Thursday, January 16, 2014
I Run Because She Can't
My new Nike+ band came today! I haven't used if enough tonight to give a fair review... So more to come. Instead, with a race just two days away, I put on my Care to Cure necklace, that I always wear during races, along with Huntingtons Disease blue Care to Cure band, it doesn't mean a thing to anyone else but it means something to me. I run, and I continue to run because of my Grandma Penny. She died at the age of 62 from Huntingtons Disease. Most everyone has never heard of it, and likely because you don't know a family riddled with it. Huntingtons Disease is a genetic disease, my maternal grandmother had it. There is a 50/50 chance that my mom has it, if she does have it, there is a 50/50 chance My sister or I could have it. If my mom does not have it, there is 0 chance my sister or I have it. If I had it, it would not mean my sister necessarily would, she's got her own 50/50 chance. The disease itself is much like a cross between early onset progressive dementia and Parkinson's.
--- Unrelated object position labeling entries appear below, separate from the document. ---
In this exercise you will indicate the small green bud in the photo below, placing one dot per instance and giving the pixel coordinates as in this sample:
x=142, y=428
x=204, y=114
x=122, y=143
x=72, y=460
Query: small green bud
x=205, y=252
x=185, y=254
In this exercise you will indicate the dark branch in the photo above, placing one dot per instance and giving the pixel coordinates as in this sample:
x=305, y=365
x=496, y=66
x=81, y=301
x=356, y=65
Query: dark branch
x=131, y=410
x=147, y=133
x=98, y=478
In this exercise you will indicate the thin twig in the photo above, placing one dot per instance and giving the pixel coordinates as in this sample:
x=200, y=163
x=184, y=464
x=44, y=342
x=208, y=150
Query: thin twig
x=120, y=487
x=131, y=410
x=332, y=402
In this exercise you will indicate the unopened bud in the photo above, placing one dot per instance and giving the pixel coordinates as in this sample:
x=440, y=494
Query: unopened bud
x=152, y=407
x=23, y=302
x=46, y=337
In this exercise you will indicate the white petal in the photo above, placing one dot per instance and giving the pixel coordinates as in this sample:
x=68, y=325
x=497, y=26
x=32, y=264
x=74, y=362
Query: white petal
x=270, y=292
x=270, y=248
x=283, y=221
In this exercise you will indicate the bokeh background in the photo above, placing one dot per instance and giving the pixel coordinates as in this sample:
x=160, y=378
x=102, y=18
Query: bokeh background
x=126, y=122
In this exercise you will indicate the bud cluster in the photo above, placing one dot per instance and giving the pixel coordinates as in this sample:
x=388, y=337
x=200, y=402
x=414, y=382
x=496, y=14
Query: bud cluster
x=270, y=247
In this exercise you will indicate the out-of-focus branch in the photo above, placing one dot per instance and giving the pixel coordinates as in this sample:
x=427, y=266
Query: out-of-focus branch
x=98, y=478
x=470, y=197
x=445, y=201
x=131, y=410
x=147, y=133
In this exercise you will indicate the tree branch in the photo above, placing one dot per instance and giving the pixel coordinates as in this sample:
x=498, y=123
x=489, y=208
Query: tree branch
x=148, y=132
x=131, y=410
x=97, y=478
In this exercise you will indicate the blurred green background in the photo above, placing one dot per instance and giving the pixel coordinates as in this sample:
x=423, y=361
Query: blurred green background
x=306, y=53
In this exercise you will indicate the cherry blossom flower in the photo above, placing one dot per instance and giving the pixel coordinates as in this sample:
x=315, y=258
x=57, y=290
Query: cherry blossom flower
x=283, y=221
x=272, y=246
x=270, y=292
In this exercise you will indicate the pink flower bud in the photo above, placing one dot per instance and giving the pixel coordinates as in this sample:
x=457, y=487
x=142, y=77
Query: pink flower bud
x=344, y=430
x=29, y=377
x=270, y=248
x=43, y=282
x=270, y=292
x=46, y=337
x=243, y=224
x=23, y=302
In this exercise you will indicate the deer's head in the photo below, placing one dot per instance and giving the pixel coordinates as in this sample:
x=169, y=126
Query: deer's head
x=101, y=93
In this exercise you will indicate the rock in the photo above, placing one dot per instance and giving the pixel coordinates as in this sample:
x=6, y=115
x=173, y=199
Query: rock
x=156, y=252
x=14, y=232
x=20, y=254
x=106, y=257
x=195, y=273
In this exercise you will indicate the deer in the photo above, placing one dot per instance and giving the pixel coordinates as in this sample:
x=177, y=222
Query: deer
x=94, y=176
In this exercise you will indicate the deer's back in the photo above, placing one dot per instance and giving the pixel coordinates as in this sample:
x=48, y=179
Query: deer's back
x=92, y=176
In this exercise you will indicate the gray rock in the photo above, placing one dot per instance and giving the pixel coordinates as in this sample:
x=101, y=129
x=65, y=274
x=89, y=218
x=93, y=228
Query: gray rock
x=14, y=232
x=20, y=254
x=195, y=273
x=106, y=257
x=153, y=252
The earliest symptoms are often subtle problems with mood or cognition. A general lack of coordination and an unsteady gait often follows. As the disease advances, uncoordinated, jerky body movements become more apparent, along with a decline in mental abilities and behavioral and psychiatric problems. Physical abilities are gradually impeded until coordinated movement becomes very difficult. Mental abilities generally decline into dementia. Complications such as pneumonia, heart disease, and physical injury from falls reduce life expectancy to around twenty years after symptoms begin. My grandmother was diagnosed at 52. There is no cure and no treatment to slow progress, just treat symptoms. There is a test, to find out if you have the disease, but it's a very personal decision for everyone in my family. I have an aunt that has been tested, she does not carry the bad gene, therefore her daughter and two grandchildren do not have any risk of being a carrier. No one else in my family has been tested. When we were at the genetic counselor appointment just after her diagnosis I remember her saying, "the stronger and healthier you go into this disease the better off you are".